第137話 再生された家

 いつの間にか、古びた小さな平屋建ての家の壁はきれいに塗り直され、庭の下草も刈られ鬱蒼としていた庭木もすっきりと剪定されていた。

 庭には小さな物干し台が置かれ、洗濯物が気持ちよさそうにはためていた。

 洗濯物があると、家ってなんか生き生きと見えるんだ、と思った。しばらく前まで、明らかに空き家で朽ちてゆくばかりだと思っていたのに。

 よく見ると、白いテーブルとイスのセットがおいてあった。きれいな白が冬の庭を彩っていた。そこだけ白くぽわっとあたたかな感じがした。あのテーブルでお茶を飲んだりするのだろうか? 

 あ。家の中で影が動いた。カーテンが揺れた。……人の気配っていいな、と思う。


 僕は再生された家の前を通り過ぎた。

 誰が住んでいるのだろう? 祖父母の家を引き継いだ孫とか? 

 玄関から誰かが出て来た。僕と同じくらいの若い女性に見えた。じろじろ見ていると不審者になってしまうので、一瞥しただけでそのまま駅へ向かう。女性は庭掃除をしているらしかった。

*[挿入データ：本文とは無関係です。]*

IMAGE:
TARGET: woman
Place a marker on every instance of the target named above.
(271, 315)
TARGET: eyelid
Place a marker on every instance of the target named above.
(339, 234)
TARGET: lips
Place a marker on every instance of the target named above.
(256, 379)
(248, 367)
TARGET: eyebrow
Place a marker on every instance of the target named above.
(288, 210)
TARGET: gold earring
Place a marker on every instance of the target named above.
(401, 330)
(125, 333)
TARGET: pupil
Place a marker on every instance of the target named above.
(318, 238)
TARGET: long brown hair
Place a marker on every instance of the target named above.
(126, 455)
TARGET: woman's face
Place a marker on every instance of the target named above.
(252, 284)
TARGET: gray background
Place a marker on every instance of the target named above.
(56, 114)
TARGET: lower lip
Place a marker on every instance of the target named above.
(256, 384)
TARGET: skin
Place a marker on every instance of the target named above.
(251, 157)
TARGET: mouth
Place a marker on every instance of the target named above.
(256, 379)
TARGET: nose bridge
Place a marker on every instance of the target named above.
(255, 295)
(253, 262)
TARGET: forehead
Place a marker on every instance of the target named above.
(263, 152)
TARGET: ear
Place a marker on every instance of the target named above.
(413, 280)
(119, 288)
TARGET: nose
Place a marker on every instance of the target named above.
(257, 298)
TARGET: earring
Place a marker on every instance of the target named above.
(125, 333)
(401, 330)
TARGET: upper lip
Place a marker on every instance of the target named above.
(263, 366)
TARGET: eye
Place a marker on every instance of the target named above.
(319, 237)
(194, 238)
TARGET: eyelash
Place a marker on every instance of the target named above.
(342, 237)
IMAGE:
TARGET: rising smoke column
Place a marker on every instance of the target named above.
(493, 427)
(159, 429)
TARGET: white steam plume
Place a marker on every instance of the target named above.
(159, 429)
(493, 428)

 この家が朽ちていきそうなのを見ながら、毎朝駅へ向かっていた。

 だけど、いつの間にか家はこぎれいになり、庭も整えられ、人が住むようになった。

 そのことが僕を明るい気持ちにさせた。

 僕は首に巻いたマフラーを巻き直し、空を見上げた。

 気持ちの良い爽やかな朝だった。

 朝はすでに空いっぱいに満ちていて、輝きに満ちていた。

 白い雲は太陽を透かし、青い空は冬の凛とした空気を湛えて喜んでいるように見えた。

 どこからか鳥の鳴き声がして、お腹が白くて頭と羽根が黒い小さな鳥が飛んで行くのが見えた。鳥は元気よく空の向こうへ飛び去った。


 ふいに、今度の週末、部屋の掃除をしようと思った。

 狭いアパートの一室で、さっきの再生された家にみたいに小さいながらも庭があるわけでもない。だけど、部屋をきれいに掃除して、ベッドカバーもカーテンも洗ったら、すごく気持ちがいいだろう。

 きれいになった部屋で、おいしい紅茶を淹れてゆっくり紅茶を飲もう。

 僕は今からなんだか清々しい気持ちになって、駅に向かう足取りも軽くなった。


 駅に着いて、改札を通り抜ける。ホームに行くと、いつもと同じ顔ぶれが列をなしていた。その一番後ろに並んで、スマホを取り出す。webニュースをチェックしていたら、肩をとんとんと叩かれた。振り返ると、「落としましたよ」とハンカチを差し出された。さっきスマホを取り出したときに、ポケットから落ちたらしい。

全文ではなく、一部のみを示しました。